Monthly Archives: December 2010

Pig Men and Psychics

Room 1302, the Manor House, the Stanley Hotel. Callea, Connor and myself. Approximately one o’clock in the morning, straight up, two hours after beginning our time in the room. Very little perceived spirit activity since we began at eight that evening but not without a feeling of strangeness, an unfamiliarity. It’s my first time seriously investigating in the manor house or in room 1302.

I’m laying on the bed with my hands folded on my chest. I’m thinking of the story of a man laying in the bed who awoke three times to the weight of a person laying atop him. My eyes are heavy. If I close them without letting myself drift, if I might try to understand the witness’s point of view, maybe I’ll feel touched too, that perhaps it is in this moment of vulnerability, of sleep, that the spirit will approach.

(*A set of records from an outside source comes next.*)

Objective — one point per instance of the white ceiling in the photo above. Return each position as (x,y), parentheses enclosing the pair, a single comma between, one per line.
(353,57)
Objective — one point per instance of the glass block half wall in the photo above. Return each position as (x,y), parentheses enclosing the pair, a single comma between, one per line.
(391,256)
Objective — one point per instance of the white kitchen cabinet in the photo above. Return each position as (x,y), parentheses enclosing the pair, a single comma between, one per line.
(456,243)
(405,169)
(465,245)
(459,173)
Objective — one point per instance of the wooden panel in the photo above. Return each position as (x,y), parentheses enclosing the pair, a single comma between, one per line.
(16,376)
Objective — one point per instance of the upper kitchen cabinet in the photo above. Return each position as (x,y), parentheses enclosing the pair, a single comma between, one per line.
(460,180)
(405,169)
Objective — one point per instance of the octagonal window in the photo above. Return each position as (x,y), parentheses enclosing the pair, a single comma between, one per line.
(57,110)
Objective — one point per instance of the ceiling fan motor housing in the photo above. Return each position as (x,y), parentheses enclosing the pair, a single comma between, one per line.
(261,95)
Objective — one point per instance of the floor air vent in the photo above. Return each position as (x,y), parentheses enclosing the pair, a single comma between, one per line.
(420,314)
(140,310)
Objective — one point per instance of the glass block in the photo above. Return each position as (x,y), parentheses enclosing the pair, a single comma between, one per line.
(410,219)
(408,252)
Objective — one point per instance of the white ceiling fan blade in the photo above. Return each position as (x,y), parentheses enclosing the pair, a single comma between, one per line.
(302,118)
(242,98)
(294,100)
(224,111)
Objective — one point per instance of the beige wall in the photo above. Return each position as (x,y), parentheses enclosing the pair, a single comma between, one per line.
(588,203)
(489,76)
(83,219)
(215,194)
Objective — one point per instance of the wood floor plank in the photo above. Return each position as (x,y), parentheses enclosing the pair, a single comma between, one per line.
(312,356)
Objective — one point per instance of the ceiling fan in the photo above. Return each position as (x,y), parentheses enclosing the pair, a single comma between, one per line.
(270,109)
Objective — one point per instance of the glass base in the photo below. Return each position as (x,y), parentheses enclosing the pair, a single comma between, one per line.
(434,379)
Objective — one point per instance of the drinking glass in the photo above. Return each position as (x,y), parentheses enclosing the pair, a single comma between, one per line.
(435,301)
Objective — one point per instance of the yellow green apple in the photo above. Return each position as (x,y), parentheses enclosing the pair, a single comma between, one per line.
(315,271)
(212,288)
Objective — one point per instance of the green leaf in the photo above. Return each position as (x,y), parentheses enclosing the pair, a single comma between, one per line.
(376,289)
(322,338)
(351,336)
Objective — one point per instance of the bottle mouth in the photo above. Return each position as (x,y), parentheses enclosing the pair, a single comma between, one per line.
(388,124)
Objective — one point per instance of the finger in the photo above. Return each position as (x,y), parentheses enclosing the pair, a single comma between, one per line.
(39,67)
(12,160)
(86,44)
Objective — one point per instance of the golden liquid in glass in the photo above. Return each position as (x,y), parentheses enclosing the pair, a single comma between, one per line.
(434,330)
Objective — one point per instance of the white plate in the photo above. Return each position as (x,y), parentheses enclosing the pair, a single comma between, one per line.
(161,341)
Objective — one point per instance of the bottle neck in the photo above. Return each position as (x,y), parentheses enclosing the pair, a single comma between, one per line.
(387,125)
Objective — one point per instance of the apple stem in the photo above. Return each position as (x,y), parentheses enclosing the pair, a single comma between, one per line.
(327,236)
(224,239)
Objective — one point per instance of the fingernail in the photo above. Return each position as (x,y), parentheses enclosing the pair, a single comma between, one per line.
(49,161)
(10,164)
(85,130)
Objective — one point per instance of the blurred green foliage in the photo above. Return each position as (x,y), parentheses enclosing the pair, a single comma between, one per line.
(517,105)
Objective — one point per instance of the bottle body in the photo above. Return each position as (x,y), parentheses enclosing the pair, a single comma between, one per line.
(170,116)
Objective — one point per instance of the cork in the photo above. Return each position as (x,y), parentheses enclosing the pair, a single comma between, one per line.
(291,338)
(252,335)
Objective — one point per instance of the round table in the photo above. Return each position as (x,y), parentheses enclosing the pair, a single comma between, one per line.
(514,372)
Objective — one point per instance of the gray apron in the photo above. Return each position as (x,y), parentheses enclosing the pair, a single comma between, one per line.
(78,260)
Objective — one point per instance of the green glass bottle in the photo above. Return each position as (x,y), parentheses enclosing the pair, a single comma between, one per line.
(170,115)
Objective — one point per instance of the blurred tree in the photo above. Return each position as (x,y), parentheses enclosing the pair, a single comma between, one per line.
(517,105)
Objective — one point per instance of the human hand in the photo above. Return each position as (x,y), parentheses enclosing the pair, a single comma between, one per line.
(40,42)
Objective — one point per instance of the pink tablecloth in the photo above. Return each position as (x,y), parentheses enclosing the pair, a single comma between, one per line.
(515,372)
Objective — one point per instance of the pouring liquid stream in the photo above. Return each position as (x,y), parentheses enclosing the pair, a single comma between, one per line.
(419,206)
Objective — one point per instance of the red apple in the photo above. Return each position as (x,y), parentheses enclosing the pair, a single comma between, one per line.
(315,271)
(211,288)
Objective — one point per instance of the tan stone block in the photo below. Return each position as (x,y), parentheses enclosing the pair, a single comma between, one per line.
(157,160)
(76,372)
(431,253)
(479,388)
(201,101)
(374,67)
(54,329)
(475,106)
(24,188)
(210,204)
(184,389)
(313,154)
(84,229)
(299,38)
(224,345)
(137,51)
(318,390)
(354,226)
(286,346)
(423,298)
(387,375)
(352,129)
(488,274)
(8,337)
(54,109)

You’ve been in this moment – falling asleep on the couch with your friends or family, drifting; at that point when your thoughts blend to dreams, when your imaginings and wonderings about the day or next week or the movie you just saw or the girl you like or the case you’re on start to blend with the alien, the abstract, the stuff of the subconscious. It feels natural enough, makes sense even. It’s a wash. Awake enough to be aware of your transition, to watch yourself begin to dream…

Until you catch yourself awake again. Sometimes it’s a falling dream, enough to stumble and jerk awake, sometimes you just become aware again. Only then do you realize your thoughts had taken you into dream, an image you didn’t intend.

I let my eyes drift closed. I listen to the sounds of the room. I’m waiting for something strange, a knock, a far off cry. My thoughts are running, my eyes are heavy.

It is natural, not sudden, when it comes, and it carries a kind of sense with it.

I see the image of a man. Crossed with a pig.

Vivid, sharp. With hollow eye sockets, the flesh dark, curving into the pits, a pig’s face like paper mache perfectly sealed against a round human skull. There is no line between the human and the animal. The skin is mottled in places, but firm. Bald head, a stringy wisp or two of hair laying against the skin. Those pointy ears jutting to the sides, goblin-like. There is no snout, but the idea is there the way the idea of a nose is there in the lost hollow cartilage of a skull. He’s wearing clothes, but the image is like that of one through a peep-hole in a door, a fish-eye lens, a face alone, just looking.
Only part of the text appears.